EL OCTAVO DÍA: Ciencia, locura y letras
"Columna semanal"
El pitagórico universo de la ciencia no siempre fue tan racional y aséptico como hoy lo vemos.
La edad dorada de los científicos locos, leí en una Historia del Conocimiento, fue del Siglo 18 al 19, arañando parte del 20.
Toda ciudad del mundo que tuviese una universidad y una gran biblioteca a mano contaba con uno o varios profesores obsesionados en alguna panacea electromagnética, astronómica, fisiológica -o de plano alquímica, tal como demuestran los apuntes del propio Newton-.
En Europa y sus ciudades más cultas, estos personajes llegaron a formar legión y competencia mutua; lo mismo dirigían universidades que mandaban desenterrar cadáveres, colocaban una peligrosa llave al final de una cometa o convencían a condenados a muerte de probar un dudoso medicamento antes de ir al cadalso.
Muchos de esos científicos chiflados reales dieron en el blanco de manera errónea, como Luigi Galvani, quien descubrió el galvanismo, mientras diseccionaba una rana y por equivocación, nombró al fenómeno “electricidad animal”, hallazgo que generó productos tan dispares como la idea de Frankenstein o los sueños inalámbricos del hoy rehabilitado Nicolás Tesla.
El siglo de las luces no estuvo exento de relámpagos y chispazos.
La literatura y el cine hicieron gala de estos excéntricos individuos y fue una manera cómoda de armar una trama.
Julio Verne trataba a las científicos con respeto y los ponía como jefe o al menos guía moral de alguna aventura.
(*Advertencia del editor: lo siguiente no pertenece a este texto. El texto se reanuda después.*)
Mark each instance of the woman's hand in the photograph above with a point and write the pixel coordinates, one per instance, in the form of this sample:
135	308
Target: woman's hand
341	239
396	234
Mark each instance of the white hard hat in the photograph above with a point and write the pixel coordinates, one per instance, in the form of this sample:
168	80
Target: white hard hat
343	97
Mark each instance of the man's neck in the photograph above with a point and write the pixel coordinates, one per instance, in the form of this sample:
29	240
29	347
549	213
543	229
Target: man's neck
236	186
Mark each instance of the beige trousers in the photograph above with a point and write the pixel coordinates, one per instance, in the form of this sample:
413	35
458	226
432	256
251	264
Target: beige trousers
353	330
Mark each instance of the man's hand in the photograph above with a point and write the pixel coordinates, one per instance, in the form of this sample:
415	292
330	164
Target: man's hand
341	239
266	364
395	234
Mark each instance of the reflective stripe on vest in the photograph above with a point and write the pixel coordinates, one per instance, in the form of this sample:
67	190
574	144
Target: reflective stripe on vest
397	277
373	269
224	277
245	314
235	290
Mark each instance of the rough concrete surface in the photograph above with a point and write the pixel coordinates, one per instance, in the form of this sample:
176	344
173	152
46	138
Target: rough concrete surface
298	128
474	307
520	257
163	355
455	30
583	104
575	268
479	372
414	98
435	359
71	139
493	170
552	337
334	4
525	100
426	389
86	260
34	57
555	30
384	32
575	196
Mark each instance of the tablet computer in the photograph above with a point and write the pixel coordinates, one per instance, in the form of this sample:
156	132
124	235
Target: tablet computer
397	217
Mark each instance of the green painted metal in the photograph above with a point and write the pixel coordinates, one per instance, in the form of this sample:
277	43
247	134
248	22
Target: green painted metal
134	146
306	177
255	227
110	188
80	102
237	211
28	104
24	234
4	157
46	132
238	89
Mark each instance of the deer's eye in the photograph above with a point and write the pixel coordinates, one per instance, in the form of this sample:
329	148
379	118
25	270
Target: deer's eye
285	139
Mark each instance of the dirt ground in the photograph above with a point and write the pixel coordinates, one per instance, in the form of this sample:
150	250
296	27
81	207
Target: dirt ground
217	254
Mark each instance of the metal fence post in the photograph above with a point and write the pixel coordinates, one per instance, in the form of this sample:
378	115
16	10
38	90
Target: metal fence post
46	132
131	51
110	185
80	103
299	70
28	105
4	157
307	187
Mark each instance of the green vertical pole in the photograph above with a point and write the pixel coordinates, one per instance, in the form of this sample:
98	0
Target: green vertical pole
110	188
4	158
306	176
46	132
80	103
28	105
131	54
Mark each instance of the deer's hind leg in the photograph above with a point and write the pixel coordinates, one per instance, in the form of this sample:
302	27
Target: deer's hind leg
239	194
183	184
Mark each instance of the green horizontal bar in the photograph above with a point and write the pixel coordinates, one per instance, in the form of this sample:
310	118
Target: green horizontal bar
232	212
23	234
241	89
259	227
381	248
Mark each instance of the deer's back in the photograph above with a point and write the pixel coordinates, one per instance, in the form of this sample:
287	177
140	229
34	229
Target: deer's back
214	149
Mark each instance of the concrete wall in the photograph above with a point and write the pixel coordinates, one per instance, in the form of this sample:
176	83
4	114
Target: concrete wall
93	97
H. G. Welles, en cambio, prefería hacer a esos personajes seres muy solitarios, atrapados en su taza de te con pipa y chimenea inglesa: véase El hombre invisible, La máquina del tiempo o el Ogilvy de La guerra de los mundos.
H. G. Wells, de quien se dice que Verne lo acusó de mentir, quizá por lo desabrido de sus ficciones, ambientaba todo en el campo vecino a Londres y nos ponía de inmediato la reacción de los pobladores campiranos de su época... aunque fuera Europa, recordemos que allá también existe gente sencilla e ingenua.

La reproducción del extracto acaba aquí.